- The world’s largest crypto exchange, Binance, is flush with massive profits from its operations in 2018, estimated from buybacks of its BNB token to total $446 million.
- Although Bitcoin is trading at a loss over the last 12 months, transaction volume has been steadily increasing over the last year, so Binance has been busy.
- “To date, even in this bear market, we still run a profitable business,” Binance CFO Wei Zhou told CNBC in a phone interview Wednesday.
Binance is looking good in 2019.
Awash with cash from its 2018 operations, the world’s largest cryptocurrency exchange flexed some half a billion dollars in profits from last year’s business, using net proceeds to buy back its proprietary exchange token BNB in amounts and at prices that led one cryptocoin industry publication, The Block, to estimate Binance’s 2018 profits at $446 million for the year:
“So far, Binance has had six quarterly BNB burns, in which it destroyed a little over 10.8 million BNB. Every burn is done based on BNB price on the day of the burn, which means that if the BNB totals are multiplied by the price of BNB on the day of the burn, we can get a USD equivalent of 20% of the profits. Binance’s profit is simply five times the USD equivalent of each burn, if the firm is staying true to its whitepaper commitment.”
This Is What It’s Like To Use Private Currency
This is what deflationary currency looks like. It’s generous. It gives back to the people that use it instead of slowly, quietly stealing from them. Fiat currencies have been abused since ancient times by those who wield absolute control over them to siphon away wealth from their captive market of currency users.
Regular token buybacks and burns to harden up the tokens in everybody’s wallets and share back some of the wealth of its incredible success is Binance treating its customers well.
This is a sign of the era of free market finance, in which customers will have innumerable choices for banking, and private money entrepreneurs will face low barriers to entry for startups with something valuable to bring to the industry.
This is an economy in which corporate and consumer interests are more aligned, incentivizing companies like Binance not to leech off their customers’ money which would scare them away, but to pump up their customer’s money with token buybacks and regularly schedule burns to distribute back the burnings evenly into everyone’s BNB tokens.
Buyers and Sellers Have Been Keeping Binance Busy
It’s a good look for Binance.
Remarkably Binance has only been in existence for a very short time, since it was established in July 2017, but has swept into the burgeoning crypto industry as a major player in facilitating liquidity, raising $15 million in its initial coin offering (ICO) selling its tokens.

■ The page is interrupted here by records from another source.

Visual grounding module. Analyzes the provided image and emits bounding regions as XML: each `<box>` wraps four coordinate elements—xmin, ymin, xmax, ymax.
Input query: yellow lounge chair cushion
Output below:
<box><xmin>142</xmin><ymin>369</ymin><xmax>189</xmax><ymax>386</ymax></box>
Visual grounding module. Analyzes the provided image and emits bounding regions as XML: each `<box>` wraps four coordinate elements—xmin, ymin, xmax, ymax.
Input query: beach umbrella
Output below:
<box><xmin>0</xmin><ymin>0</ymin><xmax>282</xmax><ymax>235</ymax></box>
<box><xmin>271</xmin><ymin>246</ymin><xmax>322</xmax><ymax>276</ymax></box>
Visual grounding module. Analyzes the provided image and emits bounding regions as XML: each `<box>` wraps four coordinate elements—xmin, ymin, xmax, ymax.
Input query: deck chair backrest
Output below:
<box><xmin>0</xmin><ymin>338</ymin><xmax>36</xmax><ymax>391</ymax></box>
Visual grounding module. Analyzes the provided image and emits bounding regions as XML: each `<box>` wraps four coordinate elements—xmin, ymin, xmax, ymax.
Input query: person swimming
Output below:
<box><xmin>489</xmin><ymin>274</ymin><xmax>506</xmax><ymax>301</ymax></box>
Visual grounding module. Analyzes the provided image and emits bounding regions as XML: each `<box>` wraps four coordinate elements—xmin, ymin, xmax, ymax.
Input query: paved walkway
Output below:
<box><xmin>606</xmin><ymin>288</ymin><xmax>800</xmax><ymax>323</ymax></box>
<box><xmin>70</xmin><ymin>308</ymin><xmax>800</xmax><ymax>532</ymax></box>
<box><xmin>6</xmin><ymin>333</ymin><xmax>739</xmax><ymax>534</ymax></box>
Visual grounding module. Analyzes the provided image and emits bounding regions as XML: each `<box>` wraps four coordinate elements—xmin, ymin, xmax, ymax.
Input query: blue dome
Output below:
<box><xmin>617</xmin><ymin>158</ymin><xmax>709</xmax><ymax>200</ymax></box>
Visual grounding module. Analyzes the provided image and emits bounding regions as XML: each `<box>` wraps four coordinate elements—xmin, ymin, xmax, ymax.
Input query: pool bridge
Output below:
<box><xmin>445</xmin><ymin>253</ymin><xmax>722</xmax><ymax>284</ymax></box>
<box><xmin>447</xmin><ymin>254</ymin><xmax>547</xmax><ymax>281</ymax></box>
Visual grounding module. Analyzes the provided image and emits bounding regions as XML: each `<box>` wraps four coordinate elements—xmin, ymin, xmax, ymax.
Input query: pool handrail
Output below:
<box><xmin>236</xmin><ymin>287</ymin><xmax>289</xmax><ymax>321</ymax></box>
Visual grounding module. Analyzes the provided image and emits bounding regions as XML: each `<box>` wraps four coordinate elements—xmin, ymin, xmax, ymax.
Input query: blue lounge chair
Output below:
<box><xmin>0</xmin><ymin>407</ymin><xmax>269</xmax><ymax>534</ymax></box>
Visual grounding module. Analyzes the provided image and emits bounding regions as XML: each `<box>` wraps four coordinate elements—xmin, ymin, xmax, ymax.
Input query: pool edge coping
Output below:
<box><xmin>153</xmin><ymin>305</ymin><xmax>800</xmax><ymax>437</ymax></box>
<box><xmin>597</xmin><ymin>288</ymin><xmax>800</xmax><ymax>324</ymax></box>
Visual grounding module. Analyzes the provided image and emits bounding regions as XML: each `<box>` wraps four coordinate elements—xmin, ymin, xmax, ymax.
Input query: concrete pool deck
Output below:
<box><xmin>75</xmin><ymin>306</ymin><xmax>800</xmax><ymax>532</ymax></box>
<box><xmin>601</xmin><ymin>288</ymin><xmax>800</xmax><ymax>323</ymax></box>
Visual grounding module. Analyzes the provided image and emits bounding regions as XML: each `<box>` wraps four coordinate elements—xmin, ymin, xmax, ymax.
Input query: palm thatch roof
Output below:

Although the crypto market bubble wrought devastating financial losses for the last person holding the hot potato in December 2017, and has spent the last year in steady decline, transaction volume has steadily increased over the last year.
So a lot of people are spending their bitcoin and other cryptos, cashing out, or moving to another asset class, betting the cryptocurrency market may continue to depreciate, but there are plenty of people lining up to buy bitcoin and other currencies off them, including people facing national currency crises as well as first-world savers and investors.
BNB Coins Turned $1 into $80 in 18 months
Raising $15 million through the ICO, the total market cap of Binance Coin (BNB) today is in excess of $1.2 billion. There are lots of examples of money lost in the private digital coin economy, but there will continue to be new opportunities and great success stories happening in this space.
Those who bought BNB turned $100 into $8,000 in under two years. Again, this is what it can be like to do business with private currency. These regular burns of BNB coin to pump up the value of the ones people are holding are the work of a private currency company that cares about keeping its currency strong for those who use it.
It’s the opposite of what central banks like the Federal Reserve do, weakening their fiat currencies like the U.S. Dollar every year as a matter of policy, to make people have to get rid of their ever-weakening dollars as fast as possible for anything else: to pay their bills, to buy business equipment, supplies, and consumer goods – even a margarita maker – rather than keep their wealth in decaying cash, and if there’s any left to save, swap it for stocks or land.
This constant pressure of monetary expansion realigns the economic incentives of the entire economy in a fundamental way, because capital markets are the backbone of the modern economy, the fuel that powers the engine of capitalism.
Because the central bank is constantly creating and lending out new money at artificially-low interest rates while devaluing the rest of the currency, people come to rely on cozying up to the central bank for some of the relentless flow of credit.
This doesn’t, however, keep people using fiat currencies as a matter of enticement through value proposition, but as a matter of necessity for damage mitigation from the weak currency policies of the Federal Reserve and other socialist central banks.